The high end game balance was affected by the multiple access to layering bonuses. Magic weapons had a bonus, buffs to attributes had a bonus, polymorph or wild shape changes had a bonus, divine bonus, luck bonus, feat bonus, epic bonus, and more.

Further, it was not just 'shopping' for magical items but it was item creation. You could mostly sit at home and make money manufacturing magical items as the normal return on materials was 2 to 1. Start with 50 gp and make two level 1 potions of healing. Sell one potion for 50gp and pocket the other as profit. Rinse and repeat for the infinite supply of healing potions.

Down time means very little to players as months can often go by in an hour of descriptive time (though many players seem to be concerned that every hour is accounted for to get maximum advantage).
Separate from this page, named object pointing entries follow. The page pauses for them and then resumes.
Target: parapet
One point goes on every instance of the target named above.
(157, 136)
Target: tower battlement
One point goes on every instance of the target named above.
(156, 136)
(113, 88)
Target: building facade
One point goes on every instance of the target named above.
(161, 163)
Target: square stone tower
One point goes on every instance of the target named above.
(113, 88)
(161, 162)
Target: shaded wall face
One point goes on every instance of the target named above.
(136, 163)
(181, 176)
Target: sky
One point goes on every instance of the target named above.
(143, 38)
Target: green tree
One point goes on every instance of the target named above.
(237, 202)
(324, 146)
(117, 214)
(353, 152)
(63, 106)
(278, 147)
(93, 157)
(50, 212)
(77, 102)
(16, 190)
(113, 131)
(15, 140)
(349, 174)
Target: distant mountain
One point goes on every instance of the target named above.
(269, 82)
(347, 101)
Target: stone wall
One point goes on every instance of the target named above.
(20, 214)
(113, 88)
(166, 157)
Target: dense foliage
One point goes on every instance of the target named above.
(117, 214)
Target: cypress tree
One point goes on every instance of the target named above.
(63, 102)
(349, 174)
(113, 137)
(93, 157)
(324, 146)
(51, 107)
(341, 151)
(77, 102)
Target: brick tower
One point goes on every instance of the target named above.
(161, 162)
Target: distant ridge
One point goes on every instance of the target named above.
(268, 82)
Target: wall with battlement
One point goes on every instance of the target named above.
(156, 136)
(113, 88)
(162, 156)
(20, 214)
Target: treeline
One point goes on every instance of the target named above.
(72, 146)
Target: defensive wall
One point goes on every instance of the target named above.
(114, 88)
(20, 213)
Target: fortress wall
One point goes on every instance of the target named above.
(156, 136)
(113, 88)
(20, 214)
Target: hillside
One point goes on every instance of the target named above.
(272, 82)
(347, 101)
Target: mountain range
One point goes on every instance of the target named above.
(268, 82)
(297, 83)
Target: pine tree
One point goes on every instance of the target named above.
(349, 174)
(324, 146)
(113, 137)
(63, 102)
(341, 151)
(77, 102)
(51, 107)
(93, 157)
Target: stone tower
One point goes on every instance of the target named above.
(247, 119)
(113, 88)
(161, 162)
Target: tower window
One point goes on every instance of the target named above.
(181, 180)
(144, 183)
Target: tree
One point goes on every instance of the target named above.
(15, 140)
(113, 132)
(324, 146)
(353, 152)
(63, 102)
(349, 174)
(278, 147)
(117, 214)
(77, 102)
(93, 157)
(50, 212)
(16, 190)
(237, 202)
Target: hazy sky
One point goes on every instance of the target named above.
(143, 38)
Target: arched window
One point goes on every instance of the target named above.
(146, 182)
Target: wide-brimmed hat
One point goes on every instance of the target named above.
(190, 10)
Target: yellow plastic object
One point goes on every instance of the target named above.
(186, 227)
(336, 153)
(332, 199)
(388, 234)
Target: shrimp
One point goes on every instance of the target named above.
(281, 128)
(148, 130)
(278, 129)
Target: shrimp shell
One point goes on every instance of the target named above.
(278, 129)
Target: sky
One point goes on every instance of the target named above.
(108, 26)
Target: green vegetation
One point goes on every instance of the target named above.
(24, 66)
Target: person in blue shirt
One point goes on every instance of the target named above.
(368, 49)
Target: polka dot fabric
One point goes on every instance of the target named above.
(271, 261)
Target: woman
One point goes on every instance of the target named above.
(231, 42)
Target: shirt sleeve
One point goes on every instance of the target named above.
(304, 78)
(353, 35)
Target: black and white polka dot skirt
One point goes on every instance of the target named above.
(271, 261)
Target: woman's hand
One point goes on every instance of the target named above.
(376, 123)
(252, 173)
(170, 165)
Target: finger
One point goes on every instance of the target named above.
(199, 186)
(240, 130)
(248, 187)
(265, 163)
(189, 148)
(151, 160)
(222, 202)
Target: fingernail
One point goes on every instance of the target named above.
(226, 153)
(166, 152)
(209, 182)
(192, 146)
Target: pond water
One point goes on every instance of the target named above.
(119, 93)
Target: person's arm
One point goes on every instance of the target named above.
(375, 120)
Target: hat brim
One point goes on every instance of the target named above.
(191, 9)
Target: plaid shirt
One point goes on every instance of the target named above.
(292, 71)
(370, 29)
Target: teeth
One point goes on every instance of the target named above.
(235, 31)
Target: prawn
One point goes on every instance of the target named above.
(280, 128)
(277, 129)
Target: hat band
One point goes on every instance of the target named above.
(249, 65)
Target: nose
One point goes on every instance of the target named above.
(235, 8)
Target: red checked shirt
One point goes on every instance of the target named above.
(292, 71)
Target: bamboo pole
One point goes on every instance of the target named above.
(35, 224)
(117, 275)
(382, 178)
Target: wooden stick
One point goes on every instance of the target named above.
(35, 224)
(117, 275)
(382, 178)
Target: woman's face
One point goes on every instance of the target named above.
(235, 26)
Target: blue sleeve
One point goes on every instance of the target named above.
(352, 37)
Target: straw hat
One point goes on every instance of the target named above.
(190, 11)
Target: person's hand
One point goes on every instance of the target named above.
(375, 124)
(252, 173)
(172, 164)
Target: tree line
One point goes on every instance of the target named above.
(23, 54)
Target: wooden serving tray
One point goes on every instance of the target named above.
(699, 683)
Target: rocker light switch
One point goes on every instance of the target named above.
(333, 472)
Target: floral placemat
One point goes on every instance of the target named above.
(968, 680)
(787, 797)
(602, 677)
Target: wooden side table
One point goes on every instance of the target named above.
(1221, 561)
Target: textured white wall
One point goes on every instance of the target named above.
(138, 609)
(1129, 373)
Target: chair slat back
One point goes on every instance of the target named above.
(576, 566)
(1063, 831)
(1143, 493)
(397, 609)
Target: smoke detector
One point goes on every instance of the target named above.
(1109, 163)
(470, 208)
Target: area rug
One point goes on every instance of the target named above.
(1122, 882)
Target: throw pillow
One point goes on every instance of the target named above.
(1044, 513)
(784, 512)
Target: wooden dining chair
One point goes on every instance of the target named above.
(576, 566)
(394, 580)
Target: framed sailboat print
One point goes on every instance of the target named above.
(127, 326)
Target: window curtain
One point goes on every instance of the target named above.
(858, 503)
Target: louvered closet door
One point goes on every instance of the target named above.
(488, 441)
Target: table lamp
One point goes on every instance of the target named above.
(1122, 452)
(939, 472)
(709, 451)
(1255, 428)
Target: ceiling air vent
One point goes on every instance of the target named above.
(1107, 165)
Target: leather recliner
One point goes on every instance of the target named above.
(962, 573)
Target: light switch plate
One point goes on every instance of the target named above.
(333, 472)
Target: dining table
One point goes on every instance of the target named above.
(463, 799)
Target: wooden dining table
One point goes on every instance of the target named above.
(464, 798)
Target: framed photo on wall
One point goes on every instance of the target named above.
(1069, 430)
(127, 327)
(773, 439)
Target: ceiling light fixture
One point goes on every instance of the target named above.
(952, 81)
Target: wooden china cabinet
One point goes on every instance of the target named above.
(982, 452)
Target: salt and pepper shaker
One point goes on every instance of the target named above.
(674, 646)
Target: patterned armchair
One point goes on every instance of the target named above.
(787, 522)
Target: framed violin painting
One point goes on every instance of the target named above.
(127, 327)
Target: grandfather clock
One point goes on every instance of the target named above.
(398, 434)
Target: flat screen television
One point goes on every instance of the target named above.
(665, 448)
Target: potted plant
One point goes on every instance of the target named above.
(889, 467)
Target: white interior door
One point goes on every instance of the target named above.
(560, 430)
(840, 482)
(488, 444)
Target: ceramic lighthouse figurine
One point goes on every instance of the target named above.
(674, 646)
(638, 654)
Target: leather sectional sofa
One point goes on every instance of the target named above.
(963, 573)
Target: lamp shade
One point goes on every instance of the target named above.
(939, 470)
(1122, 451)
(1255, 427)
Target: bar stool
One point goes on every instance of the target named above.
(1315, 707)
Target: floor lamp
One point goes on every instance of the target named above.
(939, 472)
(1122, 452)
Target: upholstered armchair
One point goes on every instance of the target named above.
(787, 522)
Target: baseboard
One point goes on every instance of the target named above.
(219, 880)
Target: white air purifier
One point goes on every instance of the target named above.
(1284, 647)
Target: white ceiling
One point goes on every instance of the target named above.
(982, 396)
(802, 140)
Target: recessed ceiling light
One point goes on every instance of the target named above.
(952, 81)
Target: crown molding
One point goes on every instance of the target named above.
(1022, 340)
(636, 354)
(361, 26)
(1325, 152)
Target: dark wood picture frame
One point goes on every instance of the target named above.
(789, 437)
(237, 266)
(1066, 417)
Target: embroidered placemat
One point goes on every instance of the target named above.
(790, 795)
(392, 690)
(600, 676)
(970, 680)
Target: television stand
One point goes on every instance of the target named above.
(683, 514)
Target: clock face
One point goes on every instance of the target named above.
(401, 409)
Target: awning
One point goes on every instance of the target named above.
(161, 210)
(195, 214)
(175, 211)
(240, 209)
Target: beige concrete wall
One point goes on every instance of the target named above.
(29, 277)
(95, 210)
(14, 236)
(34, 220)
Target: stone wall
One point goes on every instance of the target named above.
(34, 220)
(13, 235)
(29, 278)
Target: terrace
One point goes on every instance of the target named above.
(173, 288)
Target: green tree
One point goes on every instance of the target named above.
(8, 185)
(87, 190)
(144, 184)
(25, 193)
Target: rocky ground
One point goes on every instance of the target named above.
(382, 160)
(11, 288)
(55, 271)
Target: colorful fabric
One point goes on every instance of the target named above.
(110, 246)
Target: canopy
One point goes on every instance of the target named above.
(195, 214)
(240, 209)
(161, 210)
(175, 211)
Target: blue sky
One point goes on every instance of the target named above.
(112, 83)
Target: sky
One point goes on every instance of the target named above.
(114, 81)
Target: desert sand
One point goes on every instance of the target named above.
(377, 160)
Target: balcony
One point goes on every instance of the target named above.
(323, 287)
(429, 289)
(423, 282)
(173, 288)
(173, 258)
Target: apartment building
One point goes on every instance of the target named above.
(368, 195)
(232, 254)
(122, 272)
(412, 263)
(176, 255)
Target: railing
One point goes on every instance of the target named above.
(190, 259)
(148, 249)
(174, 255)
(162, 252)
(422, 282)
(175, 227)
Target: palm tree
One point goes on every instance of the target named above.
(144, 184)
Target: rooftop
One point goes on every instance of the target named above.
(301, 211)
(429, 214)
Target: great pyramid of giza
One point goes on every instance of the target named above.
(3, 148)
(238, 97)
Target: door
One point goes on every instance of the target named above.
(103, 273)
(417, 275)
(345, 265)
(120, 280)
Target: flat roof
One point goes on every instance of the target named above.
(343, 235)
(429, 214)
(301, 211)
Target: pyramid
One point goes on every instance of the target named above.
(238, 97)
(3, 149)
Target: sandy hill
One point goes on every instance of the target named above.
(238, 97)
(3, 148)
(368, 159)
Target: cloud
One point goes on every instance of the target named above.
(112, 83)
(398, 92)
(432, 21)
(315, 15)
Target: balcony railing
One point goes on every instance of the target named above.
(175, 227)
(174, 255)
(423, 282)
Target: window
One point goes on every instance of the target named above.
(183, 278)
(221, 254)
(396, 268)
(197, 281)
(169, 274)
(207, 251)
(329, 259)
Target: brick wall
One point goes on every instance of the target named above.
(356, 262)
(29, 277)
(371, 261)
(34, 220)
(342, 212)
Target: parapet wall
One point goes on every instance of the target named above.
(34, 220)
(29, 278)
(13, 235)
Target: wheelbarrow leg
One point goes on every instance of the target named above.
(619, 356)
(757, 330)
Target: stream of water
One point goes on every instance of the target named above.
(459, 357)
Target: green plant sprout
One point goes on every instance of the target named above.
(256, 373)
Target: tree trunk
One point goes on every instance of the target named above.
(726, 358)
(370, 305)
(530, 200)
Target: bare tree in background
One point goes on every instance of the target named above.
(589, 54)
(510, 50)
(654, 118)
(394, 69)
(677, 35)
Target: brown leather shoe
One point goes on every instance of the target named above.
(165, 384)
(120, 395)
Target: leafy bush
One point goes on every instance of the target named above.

It does not take long to prove an infinite economy of resources for most mages and clerics with little need to adventure.

Stores are not needed in 3e/PF as most players that do not stumble across the item they want will make it themselves with usually a profit if they make more than one. Need a belt of +4 Strength then use some gold to make it or borrow the money and make two with the sale of one belt to cover the debt.

The first lesson of magical creation should be that the reverse ratio or worse is the proper ratio. If it costs 100 gp to make a potion of healing by yourself and the normal market price for the item is 50gp (do to factors maybe of larger producers of the item and scale) then players won't produce the infinite economy and will tend to buy what they need or only produce what they need.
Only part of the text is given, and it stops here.